Miriam-Webster says it is “a psychoneurotic or psychotic disorder marked especially by sadness, inactivity, difficulty in thinking and concentration, a significant increase or decrease in appetite and time spent sleeping, feelings of dejection and hopelessness, and sometimes suicidal tendencies.”

These definitions, while official-sounding, fall far too short of explaining what, exactly, depression is. Or more importantly, what it does to us.

Depression isn’t just a feeling of sadness some people have sometimes. It’s a monster that you are constantly at battle with.

Happiness and depression are not mutually exclusive. Likewise, a person doesn’t need to actively be sad to be depressed.

Sometimes depression sneaks up on you, slowly wrapping around you like a security blanket, until suddenly it smothers you and can’t be shaken off.

Sometimes you hear, “just cheer up,” or worse, “just get over it.” If it was that easy, don’t they think you’d have done so.

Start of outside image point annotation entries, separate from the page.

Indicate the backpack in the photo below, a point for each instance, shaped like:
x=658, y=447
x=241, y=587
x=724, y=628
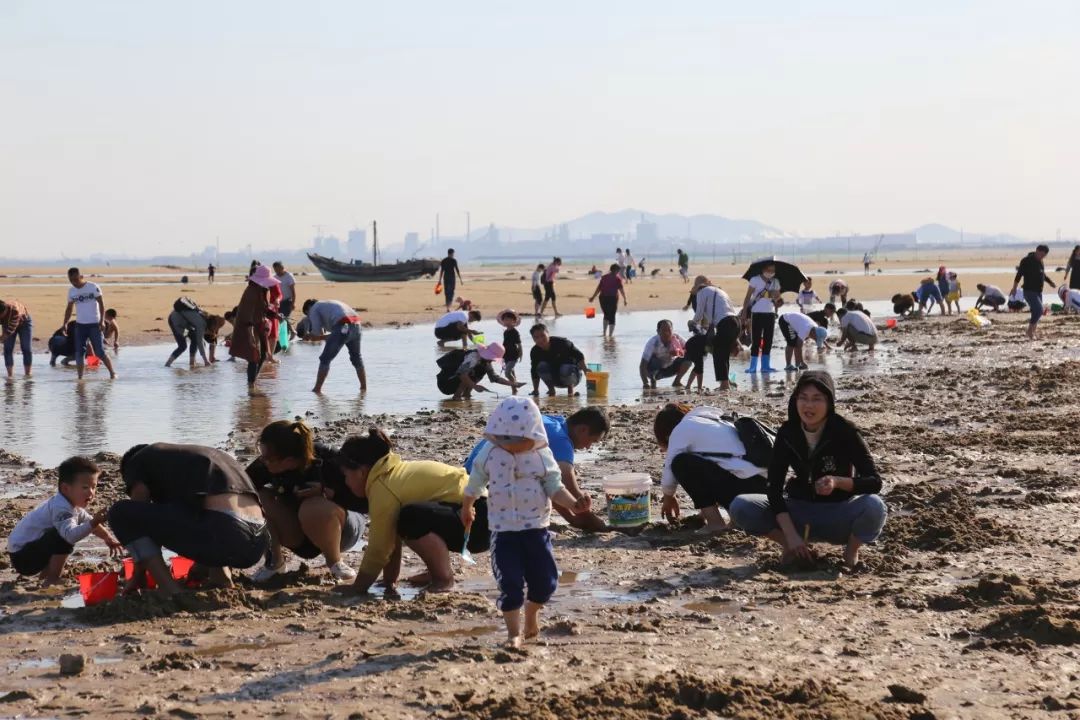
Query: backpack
x=184, y=304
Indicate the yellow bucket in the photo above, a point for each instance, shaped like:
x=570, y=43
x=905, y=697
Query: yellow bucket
x=596, y=384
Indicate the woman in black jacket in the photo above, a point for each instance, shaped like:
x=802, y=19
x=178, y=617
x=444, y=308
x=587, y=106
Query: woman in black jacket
x=833, y=493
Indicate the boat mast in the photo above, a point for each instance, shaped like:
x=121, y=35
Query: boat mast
x=375, y=242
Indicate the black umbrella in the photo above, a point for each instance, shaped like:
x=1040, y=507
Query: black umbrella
x=791, y=277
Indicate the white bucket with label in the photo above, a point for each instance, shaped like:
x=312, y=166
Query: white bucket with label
x=628, y=499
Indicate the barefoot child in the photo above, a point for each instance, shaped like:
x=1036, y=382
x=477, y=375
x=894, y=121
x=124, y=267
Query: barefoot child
x=43, y=539
x=522, y=476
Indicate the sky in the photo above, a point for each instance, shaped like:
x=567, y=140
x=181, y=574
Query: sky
x=151, y=127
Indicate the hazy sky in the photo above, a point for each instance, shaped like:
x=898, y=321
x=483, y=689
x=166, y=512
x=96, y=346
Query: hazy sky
x=151, y=126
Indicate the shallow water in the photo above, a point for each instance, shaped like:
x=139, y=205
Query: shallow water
x=54, y=416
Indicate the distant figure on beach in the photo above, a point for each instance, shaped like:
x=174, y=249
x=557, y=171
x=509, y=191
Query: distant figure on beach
x=556, y=361
x=188, y=324
x=309, y=508
x=833, y=493
x=807, y=296
x=1034, y=275
x=989, y=296
x=42, y=540
x=549, y=286
x=194, y=501
x=577, y=432
x=928, y=293
x=838, y=288
x=84, y=299
x=759, y=316
x=1072, y=269
x=449, y=273
x=954, y=294
x=287, y=288
x=855, y=328
x=716, y=317
x=15, y=324
x=513, y=352
x=251, y=325
x=62, y=344
x=337, y=324
x=537, y=287
x=111, y=329
x=415, y=504
x=518, y=475
x=703, y=456
x=1016, y=301
x=663, y=356
x=796, y=328
x=455, y=326
x=1070, y=298
x=609, y=288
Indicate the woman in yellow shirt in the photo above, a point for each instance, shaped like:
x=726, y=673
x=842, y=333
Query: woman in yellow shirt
x=415, y=502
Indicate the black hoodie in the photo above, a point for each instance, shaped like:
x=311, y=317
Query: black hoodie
x=840, y=451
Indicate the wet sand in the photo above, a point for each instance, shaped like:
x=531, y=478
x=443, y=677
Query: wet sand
x=969, y=609
x=144, y=302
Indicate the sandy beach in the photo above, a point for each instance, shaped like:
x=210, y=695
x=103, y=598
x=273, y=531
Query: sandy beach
x=144, y=303
x=969, y=609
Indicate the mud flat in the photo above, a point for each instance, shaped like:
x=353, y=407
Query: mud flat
x=969, y=608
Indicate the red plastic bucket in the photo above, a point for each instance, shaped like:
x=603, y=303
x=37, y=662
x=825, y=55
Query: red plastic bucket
x=97, y=586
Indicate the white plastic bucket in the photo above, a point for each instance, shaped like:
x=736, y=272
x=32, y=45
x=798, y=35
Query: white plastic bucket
x=628, y=499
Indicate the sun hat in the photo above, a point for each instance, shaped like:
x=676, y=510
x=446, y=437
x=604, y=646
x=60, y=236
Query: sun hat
x=264, y=276
x=491, y=352
x=509, y=317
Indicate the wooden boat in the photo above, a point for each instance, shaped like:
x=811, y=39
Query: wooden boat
x=339, y=271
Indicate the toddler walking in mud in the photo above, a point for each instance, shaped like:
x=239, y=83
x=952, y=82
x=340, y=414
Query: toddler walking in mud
x=43, y=539
x=521, y=474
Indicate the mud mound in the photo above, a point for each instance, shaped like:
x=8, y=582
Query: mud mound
x=1004, y=589
x=149, y=606
x=683, y=696
x=1042, y=625
x=946, y=521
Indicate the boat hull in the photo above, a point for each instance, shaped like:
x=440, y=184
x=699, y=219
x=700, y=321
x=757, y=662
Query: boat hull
x=336, y=271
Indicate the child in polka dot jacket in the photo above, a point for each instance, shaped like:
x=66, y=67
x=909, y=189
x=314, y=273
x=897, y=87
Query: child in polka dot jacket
x=522, y=479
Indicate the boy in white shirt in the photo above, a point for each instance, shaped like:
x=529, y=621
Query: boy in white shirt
x=43, y=539
x=520, y=472
x=85, y=299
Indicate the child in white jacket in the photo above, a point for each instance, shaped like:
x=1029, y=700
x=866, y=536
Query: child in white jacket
x=522, y=478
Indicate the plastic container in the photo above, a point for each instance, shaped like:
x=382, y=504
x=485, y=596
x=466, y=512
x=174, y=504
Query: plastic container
x=98, y=586
x=628, y=499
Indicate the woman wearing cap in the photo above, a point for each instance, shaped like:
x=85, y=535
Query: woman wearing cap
x=714, y=311
x=472, y=365
x=308, y=506
x=251, y=324
x=759, y=312
x=415, y=503
x=833, y=492
x=511, y=342
x=609, y=288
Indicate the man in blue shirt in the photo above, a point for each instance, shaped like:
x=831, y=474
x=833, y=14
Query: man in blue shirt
x=565, y=435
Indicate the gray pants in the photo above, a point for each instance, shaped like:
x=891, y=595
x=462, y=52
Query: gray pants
x=862, y=516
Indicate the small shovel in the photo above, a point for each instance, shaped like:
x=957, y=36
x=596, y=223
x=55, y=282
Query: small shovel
x=466, y=555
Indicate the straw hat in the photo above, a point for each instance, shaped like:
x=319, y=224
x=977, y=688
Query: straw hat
x=264, y=276
x=508, y=317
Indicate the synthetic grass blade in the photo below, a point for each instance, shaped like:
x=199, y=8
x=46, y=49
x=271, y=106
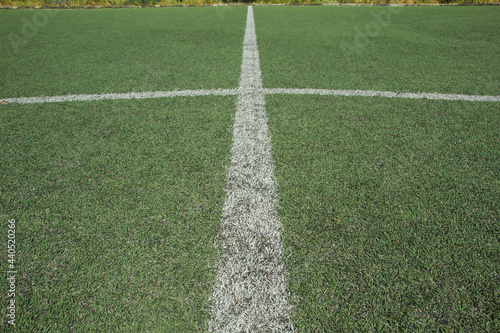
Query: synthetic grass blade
x=250, y=292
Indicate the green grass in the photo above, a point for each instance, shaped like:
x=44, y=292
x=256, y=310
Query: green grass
x=119, y=50
x=390, y=211
x=427, y=49
x=117, y=204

The fight to deal with depression, to defeat or even subdue it, is never-ending. There are weapons we can use, and armor we can don. Support systems, coping mechanisms, meditation, relaxation, friends, family, medications, these work to varying degrees for some people, but some with adverse effects of their own.

You soldier on. You fight. You struggle. You fight and fight and fight. For your life, you fight.

And then it’s quiet.

You pause and raise your eyes. Finally you’ve done it. You’ve won. You’ve slain the beast and earned a moment of peace. A chance to rest. To breathe.

…. all to start the battle over, again and again.